UK equities performed well over Q2. Markets were largely driven by lowly valued and economically sensitive sectors during April and May, continuing a trend we’ve seen since November. Small and mid-cap equities outperformed. 2021 has seen the busiest start to the year for private equity-backed bids since 2012; and Q2 was no different. Takeovers of London-listed companies have soared, as cash-rich buyout firms search for under-priced businesses to acquire. The low valuations of UK-listed companies will be a familiar story to investors, as the London market has been weighed down by the twin blows of Brexit and COVID-19, coupled with a weak currency as sterling still trades at a discount in relation to its historical average.
Even as a successful vaccine roll-out fuels a rebound in the economy, the FTSE 100 is trading lower than at the start of 2020. Buyout firms are therefore more likely to find a good deal in the UK than in the US. According to The Guardian, ‘Private equity firms have announced 124 deals for UK companies (both takeovers and minority stakes) with a combined value of £41.5bn’ so far in 2021. In June we saw Morrisons supermarket being one of the latest companies to be bid for. Other large takeovers we have seen in Q2 include UDG Healthcare, John Laing Group and St Modwen’s. I suspect the bids will continue over Q3.
Eurozone shares gained in the quarter, supported by a strong corporate earnings season and an acceleration in the pace of vaccine roll-out in the region. Many European countries saw COVID-19 infections fall over the quarter and were able to loosen lockdown restrictions. Economic data pointed to a strong rebound in activity in Q2. The European market recorded a positive return of 6.25% in sterling terms over the quarter.
Emerging market equities also registered a strong return over the quarter (+3.61%). This was despite a sell-off in May as a higher-than-expected spike in US inflation renewed concerns over the timing of global monetary policy tightening. Japanese shares underperformed other developed markets (-2.55%). Although the rate of COVID infections in Japan remained markedly below most other countries, the persistent increase in cases led their government to delay lifting their state of emergency until 20 June. Slow progress has been made with their vaccine roll-out as only 25% of the population have received one shot of the vaccine, damaging the credibility of the Suga administration.
In the bond markets, corporate bonds performed well, outpacing government bonds. US Treasury yields declined over the quarter, with the 10-year falling to 1.47% from around 1.77% recorded in March. Investors searched for yield and inflation hedges against a backdrop of low government bond yields and higher inflation.

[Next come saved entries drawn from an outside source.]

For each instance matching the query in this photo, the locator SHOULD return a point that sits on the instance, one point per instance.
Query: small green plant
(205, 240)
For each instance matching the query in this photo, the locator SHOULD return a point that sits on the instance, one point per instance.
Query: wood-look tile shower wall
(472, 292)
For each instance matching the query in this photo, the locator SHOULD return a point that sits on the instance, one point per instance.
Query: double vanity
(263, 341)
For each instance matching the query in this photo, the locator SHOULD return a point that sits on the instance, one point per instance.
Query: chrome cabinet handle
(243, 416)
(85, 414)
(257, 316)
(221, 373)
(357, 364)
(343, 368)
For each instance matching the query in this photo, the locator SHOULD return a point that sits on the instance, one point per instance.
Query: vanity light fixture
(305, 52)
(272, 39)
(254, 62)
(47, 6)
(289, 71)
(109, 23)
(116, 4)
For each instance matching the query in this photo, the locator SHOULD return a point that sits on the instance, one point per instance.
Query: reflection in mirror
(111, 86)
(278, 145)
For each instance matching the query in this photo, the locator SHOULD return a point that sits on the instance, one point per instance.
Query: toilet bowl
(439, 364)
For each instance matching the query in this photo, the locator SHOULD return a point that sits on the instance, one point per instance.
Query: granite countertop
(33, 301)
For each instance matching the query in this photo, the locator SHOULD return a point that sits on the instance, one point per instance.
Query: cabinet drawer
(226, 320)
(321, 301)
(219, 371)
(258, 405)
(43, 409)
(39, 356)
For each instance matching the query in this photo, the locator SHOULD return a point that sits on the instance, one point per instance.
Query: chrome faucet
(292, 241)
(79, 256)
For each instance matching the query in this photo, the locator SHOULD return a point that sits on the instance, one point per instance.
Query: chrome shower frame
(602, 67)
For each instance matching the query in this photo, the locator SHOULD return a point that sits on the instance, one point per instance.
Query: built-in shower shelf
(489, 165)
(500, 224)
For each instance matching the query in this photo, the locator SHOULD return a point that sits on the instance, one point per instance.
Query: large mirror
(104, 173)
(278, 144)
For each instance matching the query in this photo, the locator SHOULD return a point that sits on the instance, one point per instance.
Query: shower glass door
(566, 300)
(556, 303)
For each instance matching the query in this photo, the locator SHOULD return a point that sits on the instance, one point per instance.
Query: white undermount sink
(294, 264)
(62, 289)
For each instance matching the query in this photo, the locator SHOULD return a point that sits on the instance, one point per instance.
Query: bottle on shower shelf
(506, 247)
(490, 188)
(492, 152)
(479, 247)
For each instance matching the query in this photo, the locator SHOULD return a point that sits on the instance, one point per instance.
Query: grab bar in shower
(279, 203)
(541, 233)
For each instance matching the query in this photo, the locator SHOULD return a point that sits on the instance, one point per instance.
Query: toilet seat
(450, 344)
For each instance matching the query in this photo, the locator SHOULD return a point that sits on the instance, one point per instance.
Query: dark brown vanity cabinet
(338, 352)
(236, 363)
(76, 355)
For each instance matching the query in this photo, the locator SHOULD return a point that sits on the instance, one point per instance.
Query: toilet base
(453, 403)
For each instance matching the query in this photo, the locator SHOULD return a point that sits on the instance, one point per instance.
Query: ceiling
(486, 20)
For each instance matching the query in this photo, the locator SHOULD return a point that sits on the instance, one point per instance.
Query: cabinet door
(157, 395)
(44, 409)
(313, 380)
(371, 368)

Despite the Wimbledon tennis championships coming to an end on 11th July, I do not suspect the match between inflation and coronavirus will end any time soon; I believe this is a match that will continue for the rest of 2021. Inflation worries and the new variants of COVID are likely to contribute to market jitters. However, global recovery and vaccination roll-outs remain strong. As interest rates remain low and inflation moves higher, cash becomes less attractive to hold, making it more supportive of broader asset classes.
At BRI, we have positioned portfolios resiliently to weather these market jitters. We remain committed to stewarding your investments through the short, medium, and longer term.